When people today discuss Muslim contributions to modern psychology, the Western schools usually come first and the Muslim pioneers last. That is precisely why Malik Badri belongs among the Forgotten Heroes. He was not only a major psychologist but a man who showed, as a Muslim, that professional excellence, intellectual independence, and deep Islamic grounding do not contradict one another but rather sustain one another.
Born in 1932 in Rufaa, Sudan, he studied at the American University of Beirut, earned his doctorate in 1961 at the University of Leicester, and pursued clinical training in London. Later he served as a professor, clinician, and university administrator, as a UNESCO expert in Ethiopia, and as an adviser to the WHO, and at the International Islamic University Malaysia he held the Ibn Khaldun Chair. This is exactly what gives his critique its weight: he turned against Western psychology not out of ignorance but as someone trained within it, who had mastered it academically and knew its reach as well as its limits from the inside.

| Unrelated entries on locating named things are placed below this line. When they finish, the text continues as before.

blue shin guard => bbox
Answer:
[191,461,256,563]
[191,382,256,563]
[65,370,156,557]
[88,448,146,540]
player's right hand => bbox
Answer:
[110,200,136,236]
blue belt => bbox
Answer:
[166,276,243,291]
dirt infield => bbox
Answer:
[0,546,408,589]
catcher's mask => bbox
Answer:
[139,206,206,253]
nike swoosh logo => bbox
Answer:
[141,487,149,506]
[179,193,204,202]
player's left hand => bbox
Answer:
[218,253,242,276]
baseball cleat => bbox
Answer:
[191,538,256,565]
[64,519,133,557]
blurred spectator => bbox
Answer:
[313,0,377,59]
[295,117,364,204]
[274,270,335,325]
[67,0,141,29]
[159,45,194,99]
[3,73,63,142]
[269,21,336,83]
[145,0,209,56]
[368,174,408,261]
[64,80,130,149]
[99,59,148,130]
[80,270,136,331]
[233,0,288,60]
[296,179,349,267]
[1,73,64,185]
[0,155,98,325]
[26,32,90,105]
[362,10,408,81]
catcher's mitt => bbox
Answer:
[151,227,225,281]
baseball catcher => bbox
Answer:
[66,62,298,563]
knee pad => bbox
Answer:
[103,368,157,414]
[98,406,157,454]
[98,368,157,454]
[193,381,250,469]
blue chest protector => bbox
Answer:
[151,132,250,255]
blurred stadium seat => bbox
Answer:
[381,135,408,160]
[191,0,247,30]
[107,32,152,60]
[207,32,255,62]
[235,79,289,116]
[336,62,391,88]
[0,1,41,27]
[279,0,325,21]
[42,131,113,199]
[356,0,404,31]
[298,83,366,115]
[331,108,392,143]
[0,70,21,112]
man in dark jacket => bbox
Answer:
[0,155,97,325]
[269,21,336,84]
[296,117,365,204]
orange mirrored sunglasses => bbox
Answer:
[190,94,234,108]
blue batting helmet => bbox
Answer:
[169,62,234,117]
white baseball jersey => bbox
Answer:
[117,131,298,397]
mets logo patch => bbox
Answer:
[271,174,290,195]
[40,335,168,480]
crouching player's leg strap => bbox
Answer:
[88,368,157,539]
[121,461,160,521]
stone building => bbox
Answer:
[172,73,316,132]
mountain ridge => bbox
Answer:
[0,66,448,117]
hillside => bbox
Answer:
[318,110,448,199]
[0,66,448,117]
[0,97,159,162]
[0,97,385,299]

Therein lay his pioneering achievement. Badri was among the first to say openly that Western psychology is not a value-free universal science. It presents itself as objective and universally valid, yet it is in truth deeply embedded in Western paradigms, value systems, and populations, and therefore culturally bound. As early as the 1960s he had worked on the cultural bias of psychological tests and adapted assessment procedures to Sudanese children. His famous early work “The Dilemma of Muslim Psychologists” of 1979 was therefore more than a specialist book. It was an intellectual intervention that warned against the uncritical adoption of secular Western theories and described them as a “colonization of the mind.”
He turned especially sharply against Freudian psychoanalysis and behaviorism. Freud reads the human being as a creature driven by instinct, while behaviorism reduces him to stimulus and response. In both cases the human being is stripped of his true depth, appearing either as the sum of his drives or as a product of his environment. For Badri this was not scientific maturity but an anthropological failure: a psychology that forgets consciousness, the soul, and the spiritual essence of the human being simply because only what can be measured is allowed to count.
Yet Badri was no wholesale rejecter. He criticized what was false, adopted what was useful, and placed it within a more comprehensive vision of the human being. He took up again the classical concepts of Islamic anthropology, nafs, qalb, ʿaql, and rūḥ, and through his edition of Abū Zayd al-Balkhī’s “Sustenance of the Soul” he made visible that Muslim scholars had possessed elaborate insights into stress, anxiety, and spiritual suffering centuries before the modern era. Islamic civilization, he showed, possesses its own genealogy of knowledge about the soul, a genealogy that was suppressed but never refuted.
وَنَفْسٍ وَمَا سَوَّاهَا فَأَلْهَمَهَا فُجُورَهَا وَتَقْوَاهَا قَدْ أَفْلَحَ مَن زَكَّاهَا وَقَدْ خَابَ مَن دَسَّاهَا
“And by the soul and Him who shaped and perfected it, then inspired it with its wickedness and its God-consciousness: truly successful is he who purifies it, and lost is he who corrupts it.”
Surah ash-Shams (91:7 to 10)
One key to his work is his well-known threefold division of the path of Muslim psychologists: first, an uncritical infatuation with secular Western approaches; then the attempt to reconcile Islam with Western theory; and finally emancipation, that is, the realization that an independent Islamic paradigm must be developed. This is far more than an academic typology. It describes the spiritual path of many Muslims in general: first admiration, then compromise, and, if Allah wills, intellectual liberation.
For Badri, however, this emancipation did not mean isolation but a reordering. He did not want Muslims to take leave of science but to pursue it from a different foundation. And he embodied this himself: one tribute calls him a man of deep faith, for whom Islamic contemplation was no secular technique but flowed from the instructions of the Qurʾān and aimed at a knowing turn toward Allah as Creator and Sustainer.
The soul belongs in the healing arts
Badri fought on a quiet but decisive front: the front of the human self-image. He understood that peoples are colonized not only by armies but also by concepts, categories, and seemingly neutral sciences. For HAKIM he remains proof that genuine intellectual sovereignty is possible when knowledge, taqwā, and methodological rigor come together. True healing measures science against the truth, not faith against fashion, and it does not forget the soul.